Other Filipino desserts and delicacies to try
- Cassava Cake - made from cassava roots (yuca) that has a creamy custard topping or try a simple Cassava Suman
- Tibok Tibok or Maja Blanca - is both milk pudding
- Kutsinta - small steamed sticky rice cakes with brown sugar and annatto
- Pichi Pichi - steamed grated cassava covered in grated coconut
- Biko - whole glutinous rice cooked in coconut milk and brown sugar
- Espasol is also made from toasted glutinous rice flour and coconut milk
FOR THE BATTER:
- 4 cups glutinous rice flour
- 2 cans (13.5 fl. oz) coconut milk
- 1 ½ cup white sugar
- ¼ cup jackfruit - chopped finely - see Note 4
- ½ cup macapuno (coconut sport strings) - see Note 1
- ½ cup ube halaya - see Note 4
- ¼ teaspoon violet liquid food color - see Note 2
- ¼ teaspoon yellow liquid food color - see Note 2
- 1 teaspoon pandan flavor - optional
FOR THE LATIK:
- 2 cans (13.5 fl. oz) coconut milk - see Note 3
- Make the Latik. Pour contents of coconut cream in cans to a non-stick pan and bring to a simmer over medium heat. Continue to cook while stirring from time to time until the oil and curd separate.Remove from heat once it becomes light brown. Remember that it will continue to cook and brown while it cools down so remove it from heat early enough or the latik would burn.
- In a bowl, mix together the glutinous rice flour, coconut milk, and sugar. Keep on stirring until the texture becomes smooth.
- Divide the mixture into three equal parts and place each in a smaller bowl.
- Add the macapuno and pandan flavor to one bowl. The ube halaya and violet food color on the other bowl. lastly, the jackfruit and yellow food color to the last bowl.
- Grease an 8x8-inch round pan that is at least 3-inch high with the coconut oil from the Latik.
- Pour the yellow mixture and steam for 8 minutes over medium heat. Test with a wooden stick if the top is tacky but no longer runny.
- Now, pour the purple mixture on top of the white layer and steam again for 8 minutes. Do the same test to see if it is done.
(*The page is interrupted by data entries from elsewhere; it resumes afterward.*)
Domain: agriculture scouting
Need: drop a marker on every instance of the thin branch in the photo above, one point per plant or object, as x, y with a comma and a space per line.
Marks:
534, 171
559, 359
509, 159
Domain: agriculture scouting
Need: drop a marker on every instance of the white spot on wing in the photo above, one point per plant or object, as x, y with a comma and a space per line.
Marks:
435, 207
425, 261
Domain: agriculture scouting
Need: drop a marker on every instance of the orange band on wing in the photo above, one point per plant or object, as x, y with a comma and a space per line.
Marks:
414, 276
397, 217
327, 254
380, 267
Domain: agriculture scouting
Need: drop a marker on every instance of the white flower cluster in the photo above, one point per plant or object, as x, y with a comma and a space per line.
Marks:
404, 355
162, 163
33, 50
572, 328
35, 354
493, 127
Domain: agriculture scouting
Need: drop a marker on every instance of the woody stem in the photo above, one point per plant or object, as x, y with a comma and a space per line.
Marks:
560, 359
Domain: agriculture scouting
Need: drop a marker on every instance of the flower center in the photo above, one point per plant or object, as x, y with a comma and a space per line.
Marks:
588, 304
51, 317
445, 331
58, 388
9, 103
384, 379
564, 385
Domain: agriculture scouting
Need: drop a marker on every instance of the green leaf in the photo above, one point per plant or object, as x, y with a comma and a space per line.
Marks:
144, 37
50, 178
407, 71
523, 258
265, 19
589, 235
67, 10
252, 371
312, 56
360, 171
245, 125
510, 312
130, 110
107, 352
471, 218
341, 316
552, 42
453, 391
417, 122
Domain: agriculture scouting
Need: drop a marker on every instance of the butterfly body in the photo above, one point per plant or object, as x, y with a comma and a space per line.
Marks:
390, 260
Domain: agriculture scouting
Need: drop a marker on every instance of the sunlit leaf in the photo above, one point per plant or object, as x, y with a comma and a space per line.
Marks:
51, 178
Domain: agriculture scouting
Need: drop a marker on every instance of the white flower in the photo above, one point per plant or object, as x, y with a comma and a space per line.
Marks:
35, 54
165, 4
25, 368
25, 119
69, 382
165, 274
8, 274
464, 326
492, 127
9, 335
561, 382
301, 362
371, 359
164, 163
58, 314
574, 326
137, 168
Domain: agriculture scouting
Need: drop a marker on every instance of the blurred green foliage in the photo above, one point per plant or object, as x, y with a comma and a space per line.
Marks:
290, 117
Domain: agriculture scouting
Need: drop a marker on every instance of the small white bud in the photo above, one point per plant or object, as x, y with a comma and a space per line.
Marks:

- Lastly, pour the white mixture on top and this time cook for 12-15 minutes. Insert the wooden stick and if comes out clean, it means it is done.
- Remove the pan from heat and let it cool down completely. Run an oiled knife around the sides of the pan to let it loose.
- Place a plate, lightly greased with coconut oil, on top of the pan and turn it over to transfer the Sapin-Sapin.
- Sprinkle with Latik on top and serve.